踏みつけられた左手はどす黒く変色し、体はびくびくと痙攣していた。
「ごめん、ごめんな汐・・・。無理させて、こんな目に遭わせて・・・」
炭治郎は汐の体を抱きしめ、悔し気に息をつく。汐を止められなかった自分の不甲斐なさを、彼は痛い程感じていた。
「ここで休んでいてくれ、汐。あいつは必ず俺が倒す」
炭治郎は汐の体をそっと気に寄りかからせると、累の前に立ちはだかった。
(落ち着け。感情的になるな。集中しろ。呼吸を整え、最も精度が高い最後の型を繰り出せ!!)
一方禰豆子は血を流しすぎたのか、眠るように気を失う。その様子を累は、興味深そうに見ていた。
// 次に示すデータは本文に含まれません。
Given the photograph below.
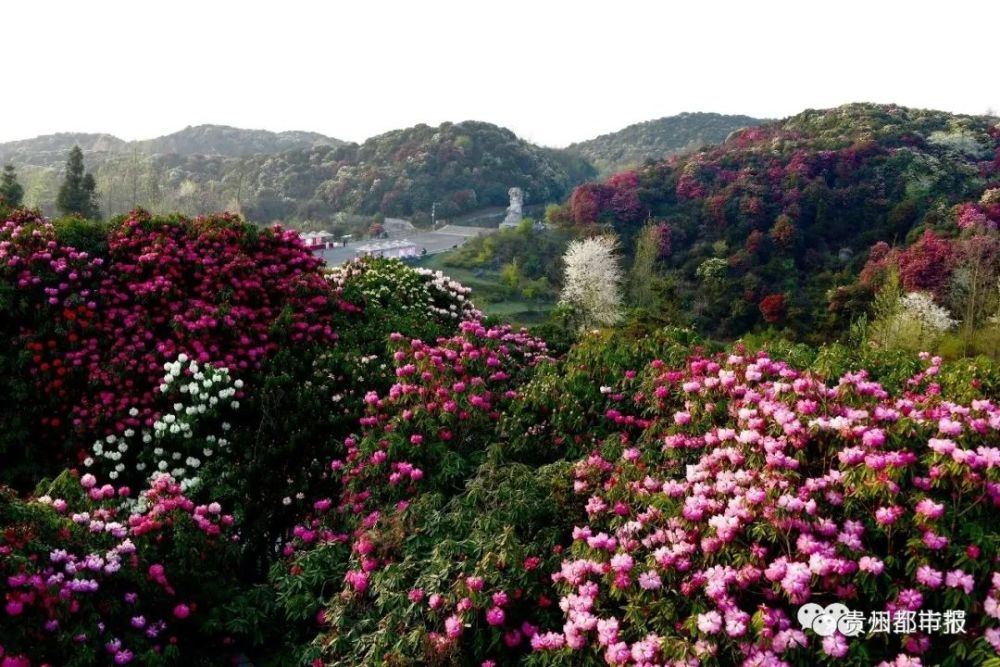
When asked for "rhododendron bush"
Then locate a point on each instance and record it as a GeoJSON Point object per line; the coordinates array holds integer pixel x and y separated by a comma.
{"type": "Point", "coordinates": [96, 331]}
{"type": "Point", "coordinates": [89, 578]}
{"type": "Point", "coordinates": [263, 461]}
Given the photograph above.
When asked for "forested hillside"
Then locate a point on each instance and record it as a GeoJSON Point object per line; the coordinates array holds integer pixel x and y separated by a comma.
{"type": "Point", "coordinates": [658, 139]}
{"type": "Point", "coordinates": [773, 227]}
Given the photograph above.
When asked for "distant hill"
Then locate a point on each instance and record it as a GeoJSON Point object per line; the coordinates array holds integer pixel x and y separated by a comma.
{"type": "Point", "coordinates": [301, 176]}
{"type": "Point", "coordinates": [225, 141]}
{"type": "Point", "coordinates": [658, 139]}
{"type": "Point", "coordinates": [785, 214]}
{"type": "Point", "coordinates": [49, 151]}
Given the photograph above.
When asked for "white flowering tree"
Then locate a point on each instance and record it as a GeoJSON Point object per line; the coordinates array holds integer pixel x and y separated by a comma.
{"type": "Point", "coordinates": [592, 281]}
{"type": "Point", "coordinates": [916, 323]}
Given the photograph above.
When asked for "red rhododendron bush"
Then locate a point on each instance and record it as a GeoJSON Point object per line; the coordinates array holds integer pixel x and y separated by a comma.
{"type": "Point", "coordinates": [705, 501]}
{"type": "Point", "coordinates": [740, 488]}
{"type": "Point", "coordinates": [90, 332]}
{"type": "Point", "coordinates": [256, 460]}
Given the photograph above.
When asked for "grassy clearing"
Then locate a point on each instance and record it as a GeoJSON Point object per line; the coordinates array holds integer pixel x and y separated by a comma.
{"type": "Point", "coordinates": [490, 294]}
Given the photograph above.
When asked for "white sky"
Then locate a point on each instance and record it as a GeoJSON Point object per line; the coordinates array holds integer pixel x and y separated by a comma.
{"type": "Point", "coordinates": [554, 72]}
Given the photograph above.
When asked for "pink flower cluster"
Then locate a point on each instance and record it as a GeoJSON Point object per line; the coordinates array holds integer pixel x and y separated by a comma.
{"type": "Point", "coordinates": [748, 487]}
{"type": "Point", "coordinates": [54, 592]}
{"type": "Point", "coordinates": [214, 288]}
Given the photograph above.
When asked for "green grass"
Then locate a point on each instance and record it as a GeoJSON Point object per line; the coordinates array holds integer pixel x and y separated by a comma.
{"type": "Point", "coordinates": [490, 295]}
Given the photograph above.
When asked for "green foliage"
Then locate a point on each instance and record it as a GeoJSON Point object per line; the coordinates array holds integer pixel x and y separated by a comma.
{"type": "Point", "coordinates": [11, 192]}
{"type": "Point", "coordinates": [78, 192]}
{"type": "Point", "coordinates": [658, 139]}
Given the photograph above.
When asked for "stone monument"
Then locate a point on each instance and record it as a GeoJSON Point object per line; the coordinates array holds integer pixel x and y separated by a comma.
{"type": "Point", "coordinates": [515, 212]}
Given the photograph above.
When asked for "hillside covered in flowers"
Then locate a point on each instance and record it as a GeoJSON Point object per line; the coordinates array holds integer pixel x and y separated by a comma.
{"type": "Point", "coordinates": [774, 226]}
{"type": "Point", "coordinates": [215, 450]}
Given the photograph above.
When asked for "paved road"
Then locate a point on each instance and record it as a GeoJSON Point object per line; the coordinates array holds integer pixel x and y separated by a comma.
{"type": "Point", "coordinates": [442, 240]}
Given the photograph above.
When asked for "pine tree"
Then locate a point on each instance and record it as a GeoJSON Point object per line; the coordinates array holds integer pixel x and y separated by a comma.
{"type": "Point", "coordinates": [11, 191]}
{"type": "Point", "coordinates": [78, 193]}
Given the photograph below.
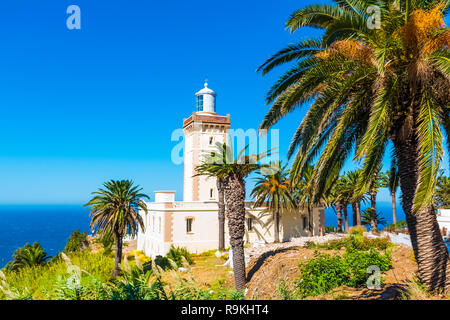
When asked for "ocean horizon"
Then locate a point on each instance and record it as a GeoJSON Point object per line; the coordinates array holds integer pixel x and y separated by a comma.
{"type": "Point", "coordinates": [50, 225]}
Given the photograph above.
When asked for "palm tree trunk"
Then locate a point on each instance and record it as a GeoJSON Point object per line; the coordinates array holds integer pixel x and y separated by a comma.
{"type": "Point", "coordinates": [354, 214]}
{"type": "Point", "coordinates": [358, 213]}
{"type": "Point", "coordinates": [394, 209]}
{"type": "Point", "coordinates": [373, 211]}
{"type": "Point", "coordinates": [118, 257]}
{"type": "Point", "coordinates": [235, 210]}
{"type": "Point", "coordinates": [429, 249]}
{"type": "Point", "coordinates": [346, 217]}
{"type": "Point", "coordinates": [310, 222]}
{"type": "Point", "coordinates": [276, 225]}
{"type": "Point", "coordinates": [221, 214]}
{"type": "Point", "coordinates": [339, 216]}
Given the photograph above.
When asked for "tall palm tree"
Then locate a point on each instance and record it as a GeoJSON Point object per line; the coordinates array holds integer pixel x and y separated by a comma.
{"type": "Point", "coordinates": [115, 211]}
{"type": "Point", "coordinates": [379, 180]}
{"type": "Point", "coordinates": [206, 169]}
{"type": "Point", "coordinates": [371, 83]}
{"type": "Point", "coordinates": [352, 177]}
{"type": "Point", "coordinates": [305, 197]}
{"type": "Point", "coordinates": [393, 184]}
{"type": "Point", "coordinates": [273, 187]}
{"type": "Point", "coordinates": [234, 170]}
{"type": "Point", "coordinates": [443, 192]}
{"type": "Point", "coordinates": [28, 256]}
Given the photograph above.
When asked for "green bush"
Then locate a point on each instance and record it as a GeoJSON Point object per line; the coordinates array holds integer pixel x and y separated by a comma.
{"type": "Point", "coordinates": [354, 241]}
{"type": "Point", "coordinates": [321, 274]}
{"type": "Point", "coordinates": [176, 253]}
{"type": "Point", "coordinates": [358, 263]}
{"type": "Point", "coordinates": [324, 272]}
{"type": "Point", "coordinates": [76, 242]}
{"type": "Point", "coordinates": [28, 256]}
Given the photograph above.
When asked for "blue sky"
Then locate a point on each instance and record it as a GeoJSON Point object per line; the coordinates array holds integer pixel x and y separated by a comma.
{"type": "Point", "coordinates": [79, 107]}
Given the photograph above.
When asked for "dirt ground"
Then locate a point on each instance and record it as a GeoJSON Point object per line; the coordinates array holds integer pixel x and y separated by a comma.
{"type": "Point", "coordinates": [266, 273]}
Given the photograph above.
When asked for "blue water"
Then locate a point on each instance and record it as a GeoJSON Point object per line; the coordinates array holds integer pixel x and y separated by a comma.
{"type": "Point", "coordinates": [385, 208]}
{"type": "Point", "coordinates": [49, 225]}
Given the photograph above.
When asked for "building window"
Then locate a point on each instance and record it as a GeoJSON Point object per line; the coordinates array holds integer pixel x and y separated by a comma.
{"type": "Point", "coordinates": [189, 225]}
{"type": "Point", "coordinates": [200, 103]}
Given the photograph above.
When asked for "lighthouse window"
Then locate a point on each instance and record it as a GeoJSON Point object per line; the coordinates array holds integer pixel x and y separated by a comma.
{"type": "Point", "coordinates": [200, 103]}
{"type": "Point", "coordinates": [189, 225]}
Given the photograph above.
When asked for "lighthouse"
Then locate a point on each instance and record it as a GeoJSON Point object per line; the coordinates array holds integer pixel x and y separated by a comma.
{"type": "Point", "coordinates": [202, 131]}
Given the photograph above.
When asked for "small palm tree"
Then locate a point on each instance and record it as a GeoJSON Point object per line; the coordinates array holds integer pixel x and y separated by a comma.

(気を失った?眠ったのか?独特な気配の鬼だな。僕たちとは何か違うような・・・。面白い)
炭治郎は眼を見開き、大きく息を吸った。
――全集中・水の呼吸――
拾ノ型 生生流転!!
回転しながら繰り出される連撃は、回転を増すごとに威力が増す。それはまるで荒れ狂う竜の如き動きで、先ほどまで斬れなかった累の糸が、ついに断ち切られた。
糸が断ち切られたことに、累の眼が見開かれる。
(斬れた!斬れた!!このまま距離を詰めていけば勝てる!!)
そのまま炭治郎は累の下へ一直線に向かう。そんな彼見ながら、累は焦ることもなく口を開いた。
「ねえ。糸の強度はこれが限界だと思っているの?」
――血鬼術・刻糸牢
累の血を含んだ真っ赤な糸が、炭治郎を覆い尽くすように広がった。その瞬間、彼は悟った。この糸は斬れない。先ほどまでの糸と匂いがまるで違う。
「もういいよ、お前。さよなら」
炭治郎は死を覚悟した。絶対に負けるわけにはいかないのに、禰豆子のためにも、汐のためにも、死ぬわけにはいかなかった。
だが、体の動きは急に止めることはできない。そう思った、時だった。